Hi Kenneth,

Thanks for your interest to help. I had to take a decision quick because it was a production cluster. So, long story short, I let the cluster finish the decommission process before touching it. When decommissioned node left the cluster I did a rolling restart and the nodes start behaving again without errors, also auto-compaction resumed and all nodes had accumulated a lot of files to compact.

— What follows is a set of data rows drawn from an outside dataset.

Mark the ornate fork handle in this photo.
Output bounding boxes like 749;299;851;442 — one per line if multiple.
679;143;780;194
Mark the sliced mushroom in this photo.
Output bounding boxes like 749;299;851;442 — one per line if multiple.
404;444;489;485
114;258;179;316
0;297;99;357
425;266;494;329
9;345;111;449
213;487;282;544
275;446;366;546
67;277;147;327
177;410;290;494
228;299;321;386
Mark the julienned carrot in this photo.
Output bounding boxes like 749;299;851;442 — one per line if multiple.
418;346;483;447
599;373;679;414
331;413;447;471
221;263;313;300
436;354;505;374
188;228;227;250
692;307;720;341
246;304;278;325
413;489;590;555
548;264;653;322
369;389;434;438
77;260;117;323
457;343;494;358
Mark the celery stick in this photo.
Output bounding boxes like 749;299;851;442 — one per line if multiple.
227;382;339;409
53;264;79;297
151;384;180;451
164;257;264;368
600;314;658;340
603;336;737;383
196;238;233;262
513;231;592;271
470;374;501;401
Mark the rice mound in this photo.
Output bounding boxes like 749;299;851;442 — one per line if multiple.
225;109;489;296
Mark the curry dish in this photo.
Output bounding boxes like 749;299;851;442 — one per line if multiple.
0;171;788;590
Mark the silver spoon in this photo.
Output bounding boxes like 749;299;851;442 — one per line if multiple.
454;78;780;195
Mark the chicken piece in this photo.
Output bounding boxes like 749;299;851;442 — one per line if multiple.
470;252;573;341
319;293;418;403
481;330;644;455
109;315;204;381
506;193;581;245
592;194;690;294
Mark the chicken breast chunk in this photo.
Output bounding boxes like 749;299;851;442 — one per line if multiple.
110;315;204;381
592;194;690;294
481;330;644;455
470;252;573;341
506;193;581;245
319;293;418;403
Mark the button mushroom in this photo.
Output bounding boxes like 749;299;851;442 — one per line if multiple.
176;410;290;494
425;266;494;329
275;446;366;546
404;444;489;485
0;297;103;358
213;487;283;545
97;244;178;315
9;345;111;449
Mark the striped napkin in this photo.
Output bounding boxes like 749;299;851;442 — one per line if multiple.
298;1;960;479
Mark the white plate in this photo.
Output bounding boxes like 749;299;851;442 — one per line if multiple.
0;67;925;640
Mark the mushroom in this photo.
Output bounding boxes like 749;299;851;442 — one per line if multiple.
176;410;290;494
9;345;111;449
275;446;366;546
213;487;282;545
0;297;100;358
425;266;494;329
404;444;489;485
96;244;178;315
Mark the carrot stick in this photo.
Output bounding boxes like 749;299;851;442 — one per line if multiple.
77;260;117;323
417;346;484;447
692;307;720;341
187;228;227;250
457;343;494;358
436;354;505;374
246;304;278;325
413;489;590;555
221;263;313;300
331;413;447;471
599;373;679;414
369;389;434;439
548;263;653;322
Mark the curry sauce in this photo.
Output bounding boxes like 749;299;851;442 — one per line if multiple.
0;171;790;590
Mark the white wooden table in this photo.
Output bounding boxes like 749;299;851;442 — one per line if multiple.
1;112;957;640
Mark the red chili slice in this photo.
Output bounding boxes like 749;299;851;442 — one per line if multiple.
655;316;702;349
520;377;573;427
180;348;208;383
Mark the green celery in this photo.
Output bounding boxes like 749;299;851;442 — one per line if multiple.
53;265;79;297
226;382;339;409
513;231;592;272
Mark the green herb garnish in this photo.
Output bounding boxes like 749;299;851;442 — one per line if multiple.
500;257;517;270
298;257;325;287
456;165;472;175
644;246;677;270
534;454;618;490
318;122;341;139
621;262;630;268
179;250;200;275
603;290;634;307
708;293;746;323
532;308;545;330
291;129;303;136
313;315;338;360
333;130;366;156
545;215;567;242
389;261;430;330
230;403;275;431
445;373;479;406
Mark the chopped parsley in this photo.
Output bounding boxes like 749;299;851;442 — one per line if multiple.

Then I performed a rolling upgrade from 3.11.1 to 3.11.4 which went very smoothly.

In retrospect to answer your questions:
Was the cluster running ok before decommissioning the node?
Yes

> Why were you decommissioning the node?  
Management decision, we wanted just  to shrink the cluster.

Were you upgrading from 3.11.1 to 3.11.4?
No, that was not the initial intention. I arrived at that conclusion after I realized I stepped into this bug on the rest of the nodes.
"Prevent compaction strategies from looping indefinitely" CASSANDRA-14079

Thanks again!


On Thu, Feb 28, 2019 at 10:45 AM Kenneth Brotman <kenbrotman@yahoo.com.invalid> wrote:

Hi John,

 

Was the cluster running ok before decommissioning the node?

Why were you decommissioning the node?

Were you upgrading from 3.11.1 to 3.11.4?

 

 

From: Ioannis Zafiropoulos [mailto:johnzaf@gmail.com]
Sent: Wednesday, February 27, 2019 7:33 AM
To: user@cassandra.apache.org
Subject: Upgrade 3.11.1 to 3.11.4

 

Hi all,

 

During a decommission on a production cluster (9 nodes) we have some issues on the remaining nodes regarding compaction, and I have some questions about that:

 

One remaining node who has stopped compacting, due to some bug in 3.11.1, has received all the streaming files from the decommission node (decommissioning is still in progress for the rest of the cluster). Could I upgrade this node to 3.11.4 and restart it?

 

Some other nodes which are still receiving files appear to do very little to no auto-compaction from nodetool tpstats. Should I wait for streaming to complete or should I upgrade these nodes as well and restart them? What would happen if I bounce such a node? will the whole process of decommissioning fail?

 

Do you recommend to eventually do a rolling upgrade to 3.11.4 or choose another version?

 

Thanks in advance for your help,

John Zaf